The target audience is broad, according to Sudduth. “STEM education is so important in our society. We’re not going to make everybody into scientists or engineers. But any informed citizen needs to understand the science of technology.”

Dean Fuleihan, executive vice president for strategic partnerships at CSNE, agreed that the two museums don’t threaten each other. “The more people that are out there doing this and the more partnerships in STEM education the better,” he said.

The timing was right for a partnership with the Children’s Museum of Science and Technology, Fuleihan said. The two organizations already had been collaborating on summer NanoCamp programs and presentations at events such as National NanoDays and CNSE’s Community Day during its annual celebration of NANOvember.

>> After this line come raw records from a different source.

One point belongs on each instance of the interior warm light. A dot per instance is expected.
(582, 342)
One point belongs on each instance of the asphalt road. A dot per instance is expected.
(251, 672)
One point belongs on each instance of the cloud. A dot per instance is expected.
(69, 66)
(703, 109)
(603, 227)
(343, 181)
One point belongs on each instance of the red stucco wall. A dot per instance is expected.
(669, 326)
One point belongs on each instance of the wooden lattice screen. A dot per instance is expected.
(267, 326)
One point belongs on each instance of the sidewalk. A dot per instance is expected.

The partnership was further cemented last October when the museum added a nanotechnology exhibit that presents hands-on activities such as building a giant model of a carbon nanotube. The exhibit was created by the Nanoscale Informal Science Education Network, a national coalition of science educators, with support from the National Science Foundation. MiSci also has a nanotechnology exhibit.

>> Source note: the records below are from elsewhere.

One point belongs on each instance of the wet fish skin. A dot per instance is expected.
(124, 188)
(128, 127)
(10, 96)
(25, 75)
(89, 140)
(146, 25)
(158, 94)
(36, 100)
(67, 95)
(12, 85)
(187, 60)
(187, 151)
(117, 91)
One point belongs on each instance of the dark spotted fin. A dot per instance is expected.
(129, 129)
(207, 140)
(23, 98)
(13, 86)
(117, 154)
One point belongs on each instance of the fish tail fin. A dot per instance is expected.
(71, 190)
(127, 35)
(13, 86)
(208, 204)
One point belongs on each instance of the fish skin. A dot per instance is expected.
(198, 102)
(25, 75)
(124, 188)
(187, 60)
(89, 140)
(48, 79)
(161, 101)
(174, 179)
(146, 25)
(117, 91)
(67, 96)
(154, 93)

Fuleihan said the museum’s mission lines up with Gov. Andrew Cuomo’s goals of preparing children for future jobs in technology.

Deborah Onslow, chief executive officer of the Children’s Museum of Science and Technology, said CMOST reached an audience of more than 80,000 last year, including visitors to the museum and visits by museum staff to local schools.

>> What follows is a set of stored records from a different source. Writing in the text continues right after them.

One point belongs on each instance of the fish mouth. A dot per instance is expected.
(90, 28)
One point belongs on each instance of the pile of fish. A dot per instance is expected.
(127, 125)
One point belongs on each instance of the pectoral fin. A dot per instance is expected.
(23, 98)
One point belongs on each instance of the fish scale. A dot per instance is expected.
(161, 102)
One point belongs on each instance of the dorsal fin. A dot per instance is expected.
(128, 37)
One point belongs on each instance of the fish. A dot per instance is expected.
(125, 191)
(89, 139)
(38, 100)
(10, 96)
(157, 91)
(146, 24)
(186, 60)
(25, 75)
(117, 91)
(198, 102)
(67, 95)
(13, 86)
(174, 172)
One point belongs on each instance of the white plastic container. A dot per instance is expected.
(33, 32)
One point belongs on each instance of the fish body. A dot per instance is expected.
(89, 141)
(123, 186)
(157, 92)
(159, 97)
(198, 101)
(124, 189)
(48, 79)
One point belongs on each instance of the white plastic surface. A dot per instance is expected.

Onslow said that when she took the job last summer, she was a little concerned about the museum’s limited resources. CNSE’s investment of $5 million fixes that problem, according to Onslow. “It’s not only money, it’s also the expertise that residents at CNSE have that we don’t have,” she said.

Now, Onslow said, the museum will have the resources to add new exhibits. CMOST has already had conversations with a faculty member at the University at Albany who wanted to put together an exhibit about quantum mechanics.

CNSE spokesman Steve Janack said the partnership will expand education and training programs for young people in the science and engineering careers, particularly in nanoscience and nanoengineering.

The existing museum staff of five full-time and nine part-time employees is being retained and included as part of CNSE’s staff. The museum will remain in its 12,000-square-foot space in the Rensselaer Technology Park. Janack said CMOST would also have a showpiece exhibit housed in the college’s new 200,000-square-foot Zero Energy Nanotechnology facility to be constructed on the college campus. That building is tentatively set to open in the fall of 2014 and would house green technology research and a Tech Valley High School, which is relocating from the Rensselaer Tech Park. College officials are in the process of reviewing design proposals, according to Janack.

Sudduth, of miSci, said he hadn’t been aware that the partnership between CMOST and the CSNE was going to happen. He has been more focused on his own museum and its new butterfly exhibit, which he said attracted about 1,000 visitors a day during the recent school vacation week. He said there are new exhibits planned on dinosaurs and about how rivers flow and how waves happen.

Sudduth has said his goals are to double the current size of the museum and add exhibits, including an outdoor exhibit, within five years.